Rob had been going to physical therapy for both shoulder impingement.  To help it feel looser and get the range of motion for raising his arm sideways above shoulder height, he was rolling his bicep, tricep, and deltoid.  While this freed up his shoulder some, it didn’t completely erase the discomfort.  I tested his supraspinatus and it caused discomfort.  When I had him roll his coracoid process with a tennis ball, he was able to raise his arms completely above his head without issue.

The coracoid process is a bony point on your shoulder blade where one of the chest muscles attaches as well as the bicep.  It’s often overactive and feels like a shoulder issue due to it’s location.  So Rob is working on rolling that area now as opposed to all the other ones in addition to strengthening his back.

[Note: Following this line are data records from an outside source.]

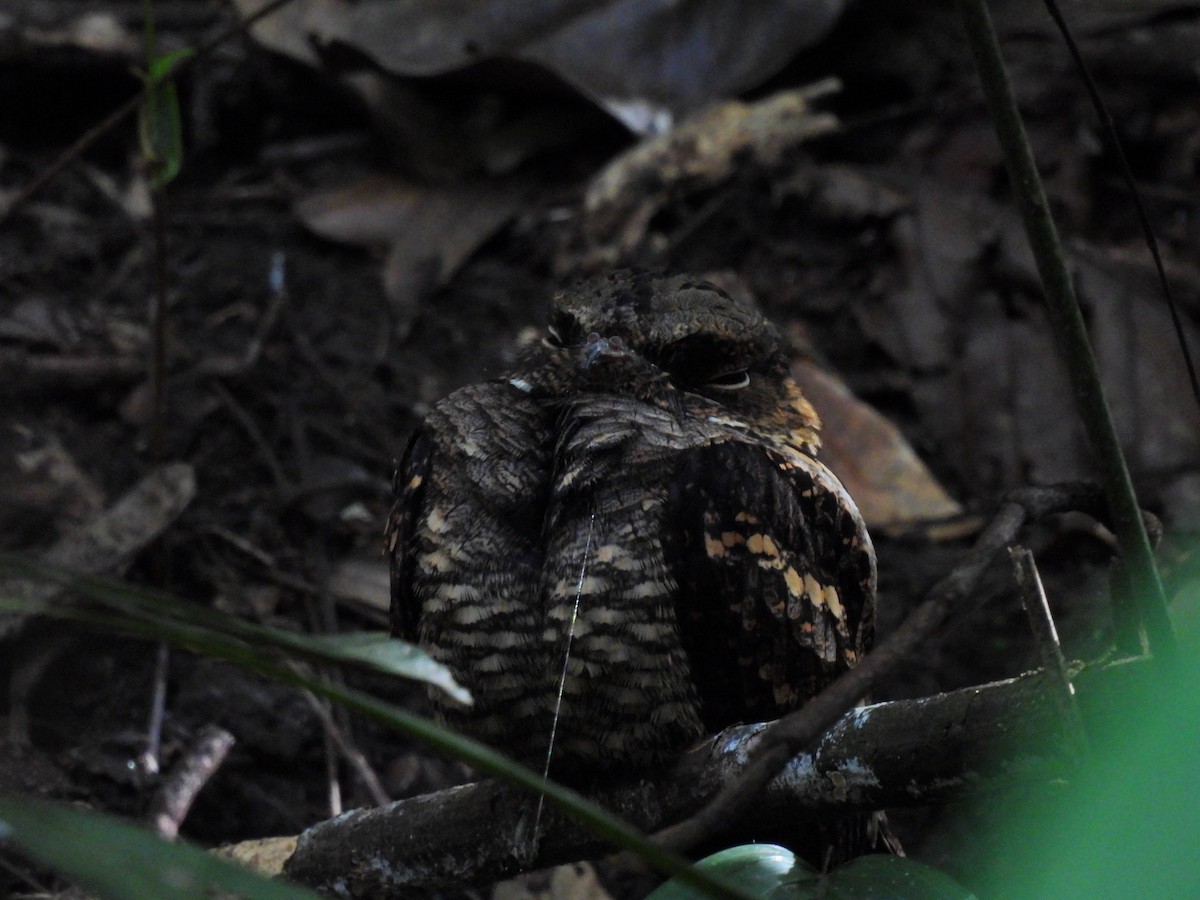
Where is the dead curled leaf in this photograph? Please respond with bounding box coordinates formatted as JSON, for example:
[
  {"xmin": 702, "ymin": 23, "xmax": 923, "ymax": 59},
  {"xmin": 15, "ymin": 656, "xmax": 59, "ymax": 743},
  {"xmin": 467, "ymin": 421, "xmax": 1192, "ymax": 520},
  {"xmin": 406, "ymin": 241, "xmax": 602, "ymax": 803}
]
[
  {"xmin": 792, "ymin": 360, "xmax": 962, "ymax": 532},
  {"xmin": 296, "ymin": 175, "xmax": 527, "ymax": 334},
  {"xmin": 235, "ymin": 0, "xmax": 845, "ymax": 132},
  {"xmin": 581, "ymin": 80, "xmax": 838, "ymax": 268}
]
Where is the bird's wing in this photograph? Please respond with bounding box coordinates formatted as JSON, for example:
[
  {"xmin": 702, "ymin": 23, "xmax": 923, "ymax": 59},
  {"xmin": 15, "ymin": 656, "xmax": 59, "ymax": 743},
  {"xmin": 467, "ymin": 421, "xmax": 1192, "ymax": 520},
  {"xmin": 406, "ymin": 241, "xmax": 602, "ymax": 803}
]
[{"xmin": 665, "ymin": 442, "xmax": 875, "ymax": 730}]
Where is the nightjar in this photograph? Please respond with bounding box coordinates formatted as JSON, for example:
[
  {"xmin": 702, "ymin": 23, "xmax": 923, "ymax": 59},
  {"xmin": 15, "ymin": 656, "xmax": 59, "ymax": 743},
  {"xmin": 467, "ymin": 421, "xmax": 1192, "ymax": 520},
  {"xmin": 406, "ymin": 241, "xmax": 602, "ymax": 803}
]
[{"xmin": 388, "ymin": 271, "xmax": 875, "ymax": 776}]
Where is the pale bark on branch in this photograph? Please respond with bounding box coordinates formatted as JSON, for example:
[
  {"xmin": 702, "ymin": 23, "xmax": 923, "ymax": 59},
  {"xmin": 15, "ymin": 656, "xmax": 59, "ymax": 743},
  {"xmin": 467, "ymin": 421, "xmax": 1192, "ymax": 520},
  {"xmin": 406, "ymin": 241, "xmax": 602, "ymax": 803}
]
[{"xmin": 284, "ymin": 661, "xmax": 1145, "ymax": 898}]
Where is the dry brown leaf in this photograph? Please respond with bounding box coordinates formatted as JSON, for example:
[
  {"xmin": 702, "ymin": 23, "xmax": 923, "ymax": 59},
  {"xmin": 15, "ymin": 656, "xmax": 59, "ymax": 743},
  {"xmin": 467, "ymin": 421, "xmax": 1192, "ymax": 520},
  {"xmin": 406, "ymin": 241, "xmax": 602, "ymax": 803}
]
[
  {"xmin": 235, "ymin": 0, "xmax": 845, "ymax": 132},
  {"xmin": 792, "ymin": 360, "xmax": 962, "ymax": 530},
  {"xmin": 296, "ymin": 175, "xmax": 527, "ymax": 334},
  {"xmin": 210, "ymin": 836, "xmax": 300, "ymax": 878}
]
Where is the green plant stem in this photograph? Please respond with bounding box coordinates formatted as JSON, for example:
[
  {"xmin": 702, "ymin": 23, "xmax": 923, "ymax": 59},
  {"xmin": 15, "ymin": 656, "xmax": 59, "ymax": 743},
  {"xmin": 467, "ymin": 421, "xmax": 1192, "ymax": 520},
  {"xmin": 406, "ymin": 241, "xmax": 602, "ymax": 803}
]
[{"xmin": 958, "ymin": 0, "xmax": 1178, "ymax": 664}]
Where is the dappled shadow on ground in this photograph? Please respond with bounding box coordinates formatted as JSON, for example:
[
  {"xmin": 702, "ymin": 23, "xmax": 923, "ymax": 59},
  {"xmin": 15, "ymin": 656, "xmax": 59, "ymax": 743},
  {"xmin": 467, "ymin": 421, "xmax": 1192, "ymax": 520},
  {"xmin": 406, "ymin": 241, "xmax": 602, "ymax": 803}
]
[{"xmin": 0, "ymin": 0, "xmax": 1200, "ymax": 897}]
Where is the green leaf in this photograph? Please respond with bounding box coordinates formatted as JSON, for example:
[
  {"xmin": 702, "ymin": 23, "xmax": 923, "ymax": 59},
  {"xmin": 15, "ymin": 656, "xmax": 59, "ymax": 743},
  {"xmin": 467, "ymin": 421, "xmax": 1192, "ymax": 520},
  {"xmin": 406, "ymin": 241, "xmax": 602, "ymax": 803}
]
[
  {"xmin": 978, "ymin": 648, "xmax": 1200, "ymax": 899},
  {"xmin": 304, "ymin": 631, "xmax": 474, "ymax": 703},
  {"xmin": 806, "ymin": 853, "xmax": 976, "ymax": 900},
  {"xmin": 647, "ymin": 844, "xmax": 817, "ymax": 900},
  {"xmin": 0, "ymin": 796, "xmax": 317, "ymax": 900},
  {"xmin": 138, "ymin": 49, "xmax": 192, "ymax": 190},
  {"xmin": 0, "ymin": 553, "xmax": 745, "ymax": 896},
  {"xmin": 0, "ymin": 553, "xmax": 472, "ymax": 703}
]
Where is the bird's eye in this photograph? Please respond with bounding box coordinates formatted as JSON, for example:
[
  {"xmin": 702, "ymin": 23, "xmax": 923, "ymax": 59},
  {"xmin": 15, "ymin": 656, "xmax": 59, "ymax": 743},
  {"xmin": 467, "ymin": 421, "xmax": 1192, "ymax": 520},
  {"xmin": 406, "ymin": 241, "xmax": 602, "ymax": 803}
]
[{"xmin": 704, "ymin": 368, "xmax": 750, "ymax": 391}]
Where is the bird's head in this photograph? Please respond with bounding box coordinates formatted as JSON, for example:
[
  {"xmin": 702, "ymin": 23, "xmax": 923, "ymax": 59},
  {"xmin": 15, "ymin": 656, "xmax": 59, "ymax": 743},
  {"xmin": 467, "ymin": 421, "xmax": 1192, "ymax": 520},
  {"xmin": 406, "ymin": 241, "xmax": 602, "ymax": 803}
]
[{"xmin": 525, "ymin": 271, "xmax": 821, "ymax": 452}]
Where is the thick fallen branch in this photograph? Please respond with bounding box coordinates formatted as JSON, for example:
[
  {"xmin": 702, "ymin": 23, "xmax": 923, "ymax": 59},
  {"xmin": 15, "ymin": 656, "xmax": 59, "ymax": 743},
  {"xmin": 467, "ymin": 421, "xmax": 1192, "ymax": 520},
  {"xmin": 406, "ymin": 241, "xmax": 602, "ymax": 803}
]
[{"xmin": 284, "ymin": 661, "xmax": 1146, "ymax": 898}]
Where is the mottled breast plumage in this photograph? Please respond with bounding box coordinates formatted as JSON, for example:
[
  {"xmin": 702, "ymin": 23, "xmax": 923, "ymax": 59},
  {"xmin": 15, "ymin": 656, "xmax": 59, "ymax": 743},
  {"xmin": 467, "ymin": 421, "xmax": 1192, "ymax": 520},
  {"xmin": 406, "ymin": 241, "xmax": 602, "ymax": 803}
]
[{"xmin": 389, "ymin": 272, "xmax": 875, "ymax": 775}]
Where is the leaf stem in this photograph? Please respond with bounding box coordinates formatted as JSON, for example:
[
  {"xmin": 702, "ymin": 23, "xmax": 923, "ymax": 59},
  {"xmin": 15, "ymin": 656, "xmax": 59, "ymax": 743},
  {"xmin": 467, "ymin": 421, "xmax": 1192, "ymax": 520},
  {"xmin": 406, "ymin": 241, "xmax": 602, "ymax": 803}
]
[{"xmin": 956, "ymin": 0, "xmax": 1178, "ymax": 664}]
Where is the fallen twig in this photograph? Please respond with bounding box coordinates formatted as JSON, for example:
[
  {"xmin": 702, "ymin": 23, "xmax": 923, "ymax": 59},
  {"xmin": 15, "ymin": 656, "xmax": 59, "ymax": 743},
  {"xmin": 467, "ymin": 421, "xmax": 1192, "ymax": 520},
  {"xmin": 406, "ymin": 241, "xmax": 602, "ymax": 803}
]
[
  {"xmin": 149, "ymin": 725, "xmax": 234, "ymax": 839},
  {"xmin": 284, "ymin": 660, "xmax": 1146, "ymax": 898}
]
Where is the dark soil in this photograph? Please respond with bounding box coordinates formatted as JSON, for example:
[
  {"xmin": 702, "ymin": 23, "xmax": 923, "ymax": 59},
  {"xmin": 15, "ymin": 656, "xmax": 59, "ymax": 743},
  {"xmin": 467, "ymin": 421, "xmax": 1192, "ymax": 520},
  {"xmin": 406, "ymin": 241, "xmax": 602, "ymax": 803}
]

Final Score:  Rotator Cuff = 1  Other Muscles = 3

 

Summary

The rotator cuff can be an issue when dealing with shoulder impingement.  But not in all cases.  If I had treated my four clients with all the same approach, they would not have gotten pain-free.

There is a common thread, at least in my client’s cases, and that’s weak deltoid and pecs (chest.)  The deltoid and pectoral muscles are larger than the four rotator cuff muscles.  When the large muscles aren’t doing their job well, the little guys try to pick up the slack.  And it’s usually too much work for the little guys.  Eventually, they can’t keep up and injury occurs or pain sets in.

It’s also important to note that massage or foam rolling won’t be effective without pairing the release with a strengthening exercise.  You need both release of the overactive muscle and activation of the weak muscle in order to properly restore balance to the muscles and the movement they’re responsible for.